Though the son did struggle and try...in vain.
Letters were dispatched, telling the father what the son thought, that these things—-this damage control—-was immaterial, it didn't change the fact of blood. The son simply stated that he wanted his father to be proud, a member of his life, so that the father could look on the things this son had done with a smile and heart full of pride. Whether or not his father had intercourse, no matter who with, did not change the reality of their link: they were blood, nothign changed that.

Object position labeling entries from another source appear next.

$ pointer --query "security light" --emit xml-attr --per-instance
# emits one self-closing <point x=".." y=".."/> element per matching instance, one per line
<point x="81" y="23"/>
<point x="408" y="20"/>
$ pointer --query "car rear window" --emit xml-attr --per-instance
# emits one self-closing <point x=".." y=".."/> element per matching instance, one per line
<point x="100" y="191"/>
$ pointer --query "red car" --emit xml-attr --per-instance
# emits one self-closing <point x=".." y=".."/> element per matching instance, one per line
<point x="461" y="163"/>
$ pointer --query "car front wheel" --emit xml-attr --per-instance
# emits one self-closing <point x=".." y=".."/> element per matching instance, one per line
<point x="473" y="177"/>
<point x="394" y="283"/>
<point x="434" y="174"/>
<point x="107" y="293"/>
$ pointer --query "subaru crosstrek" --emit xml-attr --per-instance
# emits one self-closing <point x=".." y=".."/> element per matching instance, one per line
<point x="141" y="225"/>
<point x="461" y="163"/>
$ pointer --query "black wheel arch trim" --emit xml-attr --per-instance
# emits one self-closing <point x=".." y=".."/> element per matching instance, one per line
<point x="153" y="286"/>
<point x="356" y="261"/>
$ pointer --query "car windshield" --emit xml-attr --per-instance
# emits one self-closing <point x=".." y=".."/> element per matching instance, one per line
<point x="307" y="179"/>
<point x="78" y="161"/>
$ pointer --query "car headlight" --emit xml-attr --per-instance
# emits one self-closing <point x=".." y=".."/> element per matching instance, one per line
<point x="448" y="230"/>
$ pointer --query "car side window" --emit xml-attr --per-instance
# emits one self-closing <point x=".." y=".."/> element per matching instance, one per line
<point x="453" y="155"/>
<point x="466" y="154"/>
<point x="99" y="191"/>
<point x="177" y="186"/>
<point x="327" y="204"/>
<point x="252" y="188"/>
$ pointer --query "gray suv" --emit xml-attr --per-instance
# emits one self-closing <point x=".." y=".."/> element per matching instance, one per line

Calls were made, answered by solitary machines in solitary duties...the mechanics of avoidance.
Nothing.
And then one day the son was trying one last time, as he realized that nearly seven years had passed, to find and contact his father. And he found the father, in a manner of sorts.
The father had become a member of a group online, and had posted comments regarding the life of the father, with only one line dedicated to the son. You see, the father had apparently always considered the world homophobic, that all were against him...including his own son. The son had become the one to be punished for the father's inability to communicate, for the father's self-enforced exile of solitude in order to protect him from an imagined world of hate. The son had grown to a man by this time, and would not have his own thoughts forced on him, pigeon-holed into the stereotype of a world viewed with contempt.
And in one of these messages...the father had declared he was HIV+, undetectable for the last four years...but the son wondered, did 'the last 4 years' simply indicate that the disease was advancing now?
Though more to the point...the son was confirmed on everything he had thought. He had surmised the hidden meaning of the grandmother's card correctly, as the father had been diagnosed at that time; it had become so clear now that the uncle was sent to see his nephew, the son, not to wish him well and spend time with him, but rather to control the father's fragile sense of pride; to keep the son in the dark; to treat the son as if he was an ignorant interloper, not worthy enough to know his father's health.
The son reported all this to his mother, who remembered so vividly that her son had deduced an affliction in her former husband from more than 3,000 miles away. And the son, in the same instance, wondered if he would be able to talk to the father now, without being disrespectful by appearing to only be reaching again since the father was marked by a virus that has no cure; he knew it was a risk indicative of the father's chosen life-style; and then he thought of the utter contempt presented against the son by the father. How could the father have so clumsily tried to control a frail lie like this? How could he have had the audacity to shut his own son out of his life, in such a manner?